La clasificación de las etnias patagónicas siempre ha sido difícil. Muchos pueblos desaparecieron, otros migraron constantemente y algunos fueron absorbidos por los mapuches (o araucanos), que irrumpieron desde el oeste, provocando profundas transculturaciones. La posterior Conquista del Desierto, ya en el siglo XIX, casi extinguió a estas comunidades. Hoy quedan pocos descendientes, y ni siquiera los investigadores coinciden en cómo nombrarlos.
En todo caso, los españoles no lograron conquistar ni dominar a los patagones. No hubo batallas épicas, sino fracasos persistentes para someter o controlar a un pueblo libre, móvil y autosuficiente. El problema fundamental fue que los españoles buscaban vasallaje y obediencia, mientras que los tehuelche no reconocían más autoridad que la de su propia comunidad.

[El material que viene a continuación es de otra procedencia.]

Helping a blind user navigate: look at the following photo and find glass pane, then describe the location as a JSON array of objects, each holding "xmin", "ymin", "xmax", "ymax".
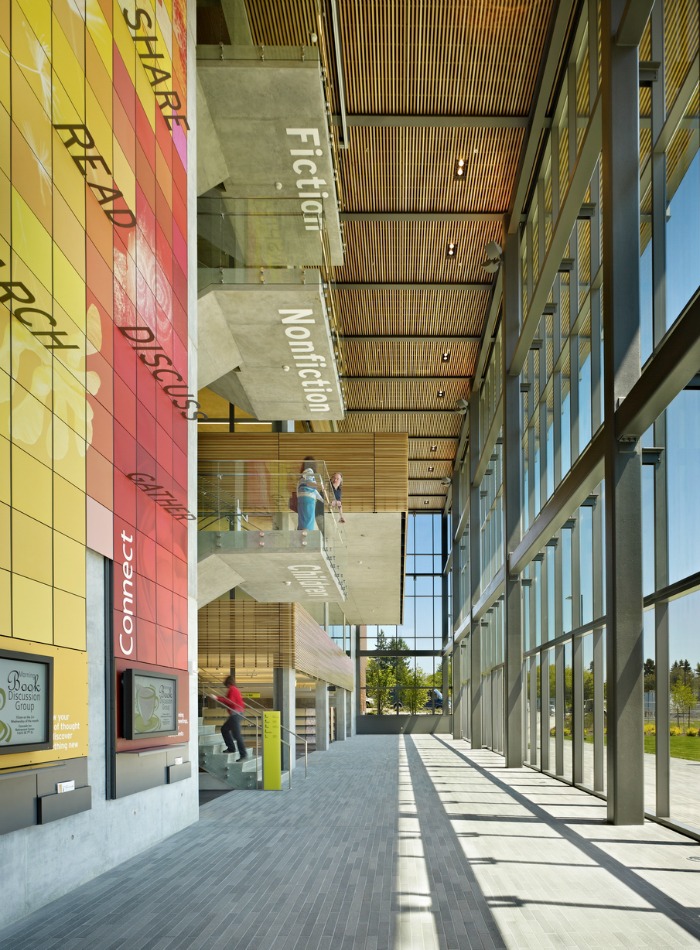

Tampoco fue posible consolidar asentamientos permanentes, pese a los intentos. El más célebre fue el de Sarmiento de Gamboa en el siglo XVI. Convenció al rey Felipe II de que era necesario asegurar el Estrecho ante posibles piratas, y el Consejo de Indias aprobó la empresa.
Llegaron unos 530 colonos en 1584. Fundaron “Purificación de Nuestra Señora”, luego “Nombre de Jesús” cerca del cabo Vírgenes, el último «Rey don Felipe» en las proximidades de la actual Punta Arenas. Se nombraron autoridades, se sembró, se rezó. Pero la tierra era ingrata: solo el mar daba peces y moluscos. El frío y el hambre comenzaron a diezmar al grupo. Cuando quedaban 340, Sarmiento partió a buscar socorro, pero la fatalidad hizo que nunca pudiera regresar.
El último de los asentamientos, el «Rey don Felipe» sufrió el drama del hambre, el abandono y la desolación. Fue descubierto por corsarios ingleses que se llevaron todo lo que les fue útil y solo a uno de los supervivientes: Tomé Hernández, quien pudo al fin contar todo lo ocurrido. Dejaron tras ellos un patético nombre, producto de la cínica sonrisa de los perros del mar: «Puerto Hambre», un nombre que aún perdura.
Allí, en aquel confín del mundo, quedó el testimonio de una lucha más grande que cualquier batalla: la del hombre contra el viento, contra el hielo y contra los sueños demasiado grandes para una última y desoladora orilla.